After a failed activation of this reserve a few weeks earlier I wanted to get some contacts for this reserve into the log. The QRP Club’s QRP Hours contest on 22nd October 2017 seemed like a nice opportunity.
I set out from Yass about 45 minutes before the contest start as I had a good idea of where I would operate. On site I found I had to be satisfied with a sloping site and I put up the usual linked dipole with all links connected, giving 40m operation. I decided to use the MTR3B CW transceiver for the CW section of the event and use the FT817 for the SSB section.
The MTR3B transceiver’s principal characteristic is its compact size and low power usage in particular on receive mode where it is about 40 milliamps, about 1/10th of the FT817.
However the inability to conveniently and rapidly browse across the band looking for other stations calling CQ is a limitation for contesting I had not really considered before. Nevertheless I persisted with it to try and find a way to use it best. I had not yet used the Direct Frequency Entry function and I really needed that, so I could jump back to a starting frequency. Also I had not recorded anything in any of the text memories. So during the contest I opened the LNR website and read the instructions for storing text into one of the memories. The obvious thing to have recorded for quick playback is the CQ call. So at least I achieved that during this event!
During the CW section I made 5 contacts but of those only one was within VK2 and that was with Mike VK2IG, who with partner Helen VK2FENG was portable in another WWFF nature reserve, not far away from me, but far enough to sound distant. No AGC or even AF gain control on the MTR3 – I have a volume control in the ear buds lead. Other contacts were with VK3, 4 and 5. There was no “normal” NVIS propagation. Very pleased to have worked Warren VK3BYD/5 somewhere in the middle of South Australia, and Grant VK4JAZ who was operating from home in Brisbane. QRP is a combination of frustration and achievements.
After a half hour or so, I got a reminder that I was operating in a nature reserve, in the form of a sudden downpour of rain that became hail for about 10 minutes. Fortunately I had suspected rain was imminent and had erected the “sun shelter” shortly after the start of the event. But the slope of the operating location meant icy rainwater was running downhill and under my seat, a small foam sleeve sold for protecting computer tablets and small laptops. Before long the whole site was wet and cold and my clothing was drenched from the waist down.

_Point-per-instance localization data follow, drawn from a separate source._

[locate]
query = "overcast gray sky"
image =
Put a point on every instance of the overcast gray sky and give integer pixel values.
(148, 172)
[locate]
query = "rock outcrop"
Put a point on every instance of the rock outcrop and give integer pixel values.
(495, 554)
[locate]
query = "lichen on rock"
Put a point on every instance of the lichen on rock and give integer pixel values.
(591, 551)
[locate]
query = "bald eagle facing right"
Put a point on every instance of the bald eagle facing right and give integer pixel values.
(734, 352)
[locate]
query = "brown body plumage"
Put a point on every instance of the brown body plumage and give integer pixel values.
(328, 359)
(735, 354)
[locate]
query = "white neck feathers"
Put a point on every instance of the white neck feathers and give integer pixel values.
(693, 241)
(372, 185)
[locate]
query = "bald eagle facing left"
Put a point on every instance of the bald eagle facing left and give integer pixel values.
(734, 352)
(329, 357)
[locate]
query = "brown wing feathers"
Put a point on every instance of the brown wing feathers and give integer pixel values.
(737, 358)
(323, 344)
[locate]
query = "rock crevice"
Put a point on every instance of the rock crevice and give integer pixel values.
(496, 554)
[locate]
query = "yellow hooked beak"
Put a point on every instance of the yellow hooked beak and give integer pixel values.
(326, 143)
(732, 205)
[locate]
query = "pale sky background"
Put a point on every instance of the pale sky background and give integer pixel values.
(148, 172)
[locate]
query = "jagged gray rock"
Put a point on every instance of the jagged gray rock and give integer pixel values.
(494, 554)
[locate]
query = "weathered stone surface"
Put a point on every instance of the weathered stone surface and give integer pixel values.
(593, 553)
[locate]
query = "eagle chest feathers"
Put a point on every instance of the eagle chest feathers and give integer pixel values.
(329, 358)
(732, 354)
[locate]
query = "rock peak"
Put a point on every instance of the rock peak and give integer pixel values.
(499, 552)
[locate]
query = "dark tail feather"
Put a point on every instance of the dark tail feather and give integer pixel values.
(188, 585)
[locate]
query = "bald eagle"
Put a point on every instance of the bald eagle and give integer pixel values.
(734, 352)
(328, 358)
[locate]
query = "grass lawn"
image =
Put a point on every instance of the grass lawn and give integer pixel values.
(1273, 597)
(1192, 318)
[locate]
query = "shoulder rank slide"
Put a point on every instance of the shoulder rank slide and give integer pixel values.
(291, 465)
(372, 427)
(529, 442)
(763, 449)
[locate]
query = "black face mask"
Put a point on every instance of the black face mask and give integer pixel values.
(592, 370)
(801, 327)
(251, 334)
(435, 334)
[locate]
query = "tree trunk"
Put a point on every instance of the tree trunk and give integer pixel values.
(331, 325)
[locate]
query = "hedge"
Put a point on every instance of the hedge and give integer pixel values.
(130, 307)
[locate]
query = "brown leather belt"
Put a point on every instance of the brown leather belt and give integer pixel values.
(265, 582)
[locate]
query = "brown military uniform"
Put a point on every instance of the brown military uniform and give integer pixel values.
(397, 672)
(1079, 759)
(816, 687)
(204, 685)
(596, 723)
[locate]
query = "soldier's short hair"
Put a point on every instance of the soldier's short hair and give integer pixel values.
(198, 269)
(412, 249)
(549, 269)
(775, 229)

The SSB section commenced at 0600 UTC (5pm local) and after working Helen VK2FENG nearby, Laurie VK5LJ and a few more, I ran out of potential contacts.
At that point, a lull in the rain seemed to have arrived so I decided packing up and leaving would be prudent.
Half an hour later I was enjoying a very welcome warm shower at home.
Fortunately my log is not important for the QRP Hours contest other than a check log, as I am the contest manager. I’m glad I was able to add a contact to a few other logs and in the process I did activate the WWFF park, though with insufficient contacts to qualify for any activation points. That’s ok, this park is near to my home and I will return, hopefully in dry weather.